One of my professional clients whose area of influence crosses over into my extra-curricular, music addicted existence is a brilliant organisation called Sound and Music. They were formed around 2 years ago from a group of other organisations that included the Sonic Arts Network and the Contemporary Music Network to promote, support and spread the love for sound art and experimental new music in the UK.
Through working with them over the last year, I've had a whole new worlds of aural exploration opened up to me by sonic legends such as Bill Fontana, Chris Watson, Nicholas Collins and Keith Rowe, all of whom I've had the privilege to meet in person. Thurdsay night it was Nic Collins and Keith Rowe at BBC Radio 3's annual Cut & Splice festival, which this year takes the poignant theme of transmission - the use of analogue radio in avant-garde performance.
The setting for Cut & Splice is Wilton's Music Hall near Tower Hill - the oldest surviving building of it's kind in the world. If you've not been there before it's worth it just for a trip to the bar (built around 1725), so that you can see the original wooden trims, peeling paint and crumbling masonry. It really is like stepping back in time.
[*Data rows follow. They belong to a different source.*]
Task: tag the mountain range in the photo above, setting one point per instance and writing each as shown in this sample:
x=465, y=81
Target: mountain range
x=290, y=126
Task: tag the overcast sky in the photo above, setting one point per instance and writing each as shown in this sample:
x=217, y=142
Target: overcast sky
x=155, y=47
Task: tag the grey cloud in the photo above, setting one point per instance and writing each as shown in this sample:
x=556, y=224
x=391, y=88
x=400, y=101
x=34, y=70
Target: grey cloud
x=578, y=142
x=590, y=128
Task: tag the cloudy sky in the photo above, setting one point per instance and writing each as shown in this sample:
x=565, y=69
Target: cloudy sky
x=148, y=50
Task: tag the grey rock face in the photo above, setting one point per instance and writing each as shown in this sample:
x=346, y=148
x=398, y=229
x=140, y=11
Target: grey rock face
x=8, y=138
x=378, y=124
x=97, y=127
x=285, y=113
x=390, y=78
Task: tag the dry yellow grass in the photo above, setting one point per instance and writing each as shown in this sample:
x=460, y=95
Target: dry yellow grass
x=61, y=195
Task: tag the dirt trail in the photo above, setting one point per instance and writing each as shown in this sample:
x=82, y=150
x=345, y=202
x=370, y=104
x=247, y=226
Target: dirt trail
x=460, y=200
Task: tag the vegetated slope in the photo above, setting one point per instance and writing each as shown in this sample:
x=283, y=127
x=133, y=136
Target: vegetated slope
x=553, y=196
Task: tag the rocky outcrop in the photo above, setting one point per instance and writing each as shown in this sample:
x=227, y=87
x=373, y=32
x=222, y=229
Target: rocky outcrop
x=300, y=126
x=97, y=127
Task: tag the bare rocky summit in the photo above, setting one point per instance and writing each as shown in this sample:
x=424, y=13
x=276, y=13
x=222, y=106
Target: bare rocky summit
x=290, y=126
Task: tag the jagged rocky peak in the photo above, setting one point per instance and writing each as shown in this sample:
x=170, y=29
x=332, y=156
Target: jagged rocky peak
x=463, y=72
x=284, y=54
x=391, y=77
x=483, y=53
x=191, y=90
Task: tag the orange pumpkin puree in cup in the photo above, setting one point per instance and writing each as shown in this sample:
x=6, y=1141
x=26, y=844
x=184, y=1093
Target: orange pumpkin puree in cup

With the distorted, warped sounds of crackling radio signals pervading the air for Cut & Splice it takes on a truly magical feel.
First up was hand built electronic instrument pioneer Nic Collins, whose 1985 performance work Devil's Music used a intricate web of analogue pedals and effects to capture and loop live radio signals, effectively allowing Nic to DJ between radio broadcasts, with FX provided by looped static and white noise.
Due to his location and the time specific nature of broadcast radio, each performance is entirely unique and reflective of the time and culture it is performed in (a common feature of many of the works in the festival). You can get hold of vinyl reprint of recordings Nic made in 1987, including a piece performed in New York sampling dance and hip-hop stations that is credited as prefiguring glitch hop by about 15 years!
Since I missed his workshops earlier in the week, I managed to collar Nic for a quick chat after his performance at Wilton's. He told me that he now uses a MacBook to run a programme that performs the same function as his original setup, which he has available for a free download from his website! I'm looking forward to testing it out. I'm also very intrigued by Nic's book on how to make your own handmade electronic instruments.
Another act that highlighted very similar themes to Nic's was a group conducted by Keith Rowe, of pioneering 60s experimental group AMM, performing a version of 4 Systems by open form, NY composer Earle Brown . The score, made up of a four series of black lines, looks like it way originally written for keyboard and "may be played in any sequence, either side up, at any tempo."
Keith Rowe's group had adapted this to involve four people tuning in and out of static and broadcasts. I presume that they took the 'width of the keyboard' indicated by each set of long parallel lines to be the width of their tuner bands (I should really have asked Keith about this, but instead ended up talking about beer when I met him). The effect of doing this in East London was a beautiful amount of urban beats and bashment pirate station type adverts creeping into the mix, giving it a great uptempo feel most of the way through.
If you're still wondering who Keith is by the way, in the 1960s he was credited by Syd Barret as being an influence on his guitar playing. Unlike poor Syd though, who lost the plot quite early on, Keith went on to do far more radical things with his guitar.
The final act of the night was Tetsuo Kogawa, a cultural activist who helped lead a movement for free radio (rather than the one state controlled channel in each city) in Japan in the 1980s. Using small, handmade transistor units this helped feed an explosion of alternative youth culture in the country.
Tetsuo's radio art takes on a shamanistic performance aspect, as he builds transistors in from of you using electromagnets and the proceeds to conjure beautiful noises from them through the use of his hands, a pippet of water and further magnets. It's truly mesmerising.
I'm heading back to Wilton's tonight for the last day of the festival, where we'll see classic works written for radio's as instruments by John Cage (of recent 4'33" notoriety) and Karlheinz Stockhausen performed by Apartment House, as well as live performance by Ma Le Pert (Tony Condrad). All weekend there's also an installation by John Wynne (of Saatchi exhibition fame) and a beautiful film by Esther Johnson about Gerry Wells, curator of the British Vintage Wireless and Television Museum.
Of course this is all very poignantly timed with the impending digital switch-over in the UK and it's only £12 on the door.